Big Time, 5.10, 2 Pitches

Page Type Page Type: Route
Location Lat/Lon: 31.93000°N / 109.971°W
Additional Information Route Type: Trad Climbing
Seasons Season: Spring, Fall, Winter
Additional Information Time Required: Half a day
Additional Information Rock Difficulty: 5.10 (YDS)
Additional Information Number of Pitches: 2
Sign the Climber's Log

Overview/Approach

1st Pitch
1st Pitch

The local guide has Big Time at 5.10 and Mp.com has it at 5.10c.  I never felt a 5.10c move, therefore I concur with the local guide.  Big Time is a great pairing with Beeline, 5.9+ and Abril Bypass, 5.8, for a good morning or afternoon on Stronghold Dome.  It starts just to the left of where Beeline and Abril start by climbing up a left leaning weakness placing a piece of gear and then crossing a bolt to the right (where Mp.com considers the 5.10c to be, but it felt more like 5.10a at most) to access the major arete formed by the right facing corner that turns into a massive left facing corner above.  You climb an off-width section for a few meters clipping bolts on the arete and then stem out left to the arete proper for a few moves at the grade through bolts.  Pass a small roof and misc anchor of some sort and continue to the lower (and newer) of two rap chains (2023) at a stance.  The 2nd pitch is a runout 5.8 pitch up the obvious pillar that forms the left side of a wide chasm near the summit.  You get gear early but then run it out to a bolt on the pillar’s arete and run it out again on easier ground to the fixed rap chains above.  Mp.com does a poor job at describing this pitch.  The local guide does much better in this circumstance.

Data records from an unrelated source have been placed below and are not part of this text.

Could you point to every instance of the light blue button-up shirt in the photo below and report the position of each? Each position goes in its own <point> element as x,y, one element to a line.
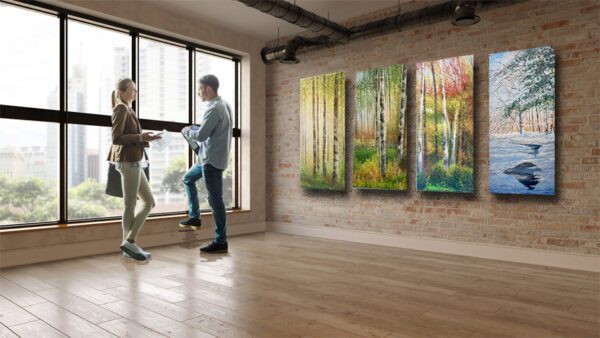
<point>214,134</point>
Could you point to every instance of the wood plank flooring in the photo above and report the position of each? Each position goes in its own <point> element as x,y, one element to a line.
<point>282,285</point>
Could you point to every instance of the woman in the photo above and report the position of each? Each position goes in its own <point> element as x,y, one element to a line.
<point>127,152</point>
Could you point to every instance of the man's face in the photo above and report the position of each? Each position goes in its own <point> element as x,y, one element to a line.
<point>203,92</point>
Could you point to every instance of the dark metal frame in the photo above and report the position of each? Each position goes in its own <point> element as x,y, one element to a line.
<point>64,117</point>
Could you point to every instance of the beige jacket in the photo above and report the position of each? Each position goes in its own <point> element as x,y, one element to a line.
<point>127,144</point>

Take the standard climbers trail as you would for the Rockfellow Group and Cochise Dome.  Half way up, Stronghold Dome’s east face is obvious across the major drainage to the north.  At a sharp left bend in the trail, look for a climber’s trail that crosses the drainage to the right, about even with the base of Stronghold Dome.  Follow this trail and turn left at the southeast corner of the dome and walk through a large hole to the south face.  Beeline, Abril Bypass and Big Time start immediately after exiting the hole.  Big Time has a bolted variation that continues straight up the face ignoring the arete.  The original route, as described here, clips the first bolt and then traverses right to the OW and arete.

Route Description

1st Pitch- 160’-5.10/ MP.com considers this start 5.10c, but it is more 5.10a by Cochise standards.  Climb up a left leaning weakness placing a small piece, then traverse right over a bolt on slab to reach the off-width on the right side of a hidden bolt line.  Climb the easy off width for a few meters clipping bolts on the right side of the arete which is to your left.  Stem back to the arete on your left and make a few moves at the grade protected well by bolts.  Pass an anchor.  Climb beyond where the chimney starts on your right (Abril Bypass comes up here) to a modern (2023) set of rap chains below an older set.  Belay here.

2nd Pitch- 90’-5.8/ Climb the arete on the pillar up and left.  MP.com does a horrible job of explaining this pitch and could lead you right.  Rather climb straight up the left side of the wide crack/corner on your right, placing a #.75 in a bomber slot and then trend up and left to the base of the pillar where you get another solid medium piece or two and then run it out on positive ground through a lone bolt to a bit more run out, below grade, but steep, to the rap chains above.

Descent

With a 70m single rope, rap climbers left, vs the direction of the chains, to avoid getting your ropes stuck in the chimney to climbers right.  There are a variety of rap choices below, but the best is a station at the top of the End Chimneys:  two large cracks that join at a slightly hidden rap.  Make a 70m single rope stretcher rap to blocks below and just west of your packs.

Essential Gear

70m rope.  Single rack to #2.  Mix of draws and slings.  Route gets sun most all day.